横浜港の潮風に吹かれながら、そのまま赤レンガ倉庫方向へ行く。規模は小さいが上海のガーデンブリッジを思わせるような橋を渡る。赤レンガ倉庫の先には、大桟橋にベイブリッジが見える。森鴎外の「桟橋」や「舞姫」舞台となった場所である。
時間があれば県庁の前を通って、地裁の裏手のコーヒーショップでお茶、と言うのが定番なのだが、午後から入院している後輩を見舞いに行くので、四十分ほどで駐車場に戻った。
午後からの見舞いを終えてから、子供を塾に送り、自宅でのんびり、とはできないのが玉に傷。自宅の裏で宅地の造成工事を行っているので、うるさくて読書や原稿書きに集中できない。仕方がないので、事務所に行ってパソコンに向かった。
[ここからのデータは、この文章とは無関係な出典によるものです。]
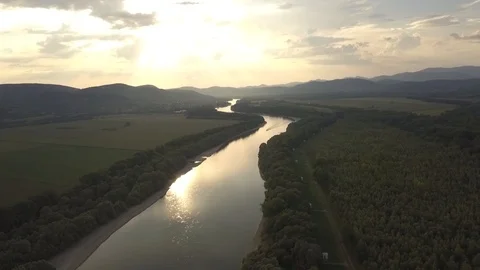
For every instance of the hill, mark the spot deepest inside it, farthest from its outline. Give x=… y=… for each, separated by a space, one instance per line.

私の事務所は、「好きな散歩スポット」ナンバーワンのスタート地点にある。根岸の米軍住宅に続く「いなり坂」を上りきると米軍住宅に突き当たる。入口にはライフルを持った警備員が立っている。そこを左折すると、山手の散歩コースのスタート。すぐに、右手に増徳院というお寺が見える。増徳院は、高野山真言宗準別格本山のお寺で海龍山本泉寺増徳院という。古くから町の人たちの信仰の中心的存在で、元は、元町一丁目、現在の元町プラザの場所にあったが関東大震災で倒壊し、その後一九二八年(昭和三年)に現在の南区平楽に再建した。
この寺の墓所をペリーの意向で外国人の墓地に提供したことから現在の「山手外国人墓地」が誕生した。境内には、大野林火の「彼岸鐘 草木聞けり 鳥聞けり」の句碑がある。
その増徳院を過ぎて中村町方面に降りる坂、「へび坂」の途中に、二十一世紀書院のあるマンションがある。「へび坂」を降りずにそのまま行くと、右手に平楽中学、もう少し歩くと「打越橋」が見える。実は、この橋が「山手」と下町の境である。土地の値段も、橋の手前と先では随分と違うそうだ。ちなみに私の事務所は、橋の手前、「下町」にある。
この打越橋を渡ると、横浜女学院、共立女学院といった名門の女子校があり、外人墓地や港の見える丘公園に続く山手の丘の散歩道。瀟洒な家や教会、フェリス女学院とヨコハマらしい雰囲気を味わえる私の好きな散歩スポットである。続きは、また気が向いたら書いてみたいと思っています。
夜は、酔狂亭で独酌。昭和三十九年に公開された東映の「銃殺ー2・26の反乱」をビデオで見た。主演は鶴田浩二で、決起した安藤大尉の役をやっていた。私は、数ある二・二六事件関係の映画では、安藤大尉にスポットを当てたこの映画が一番好きだ。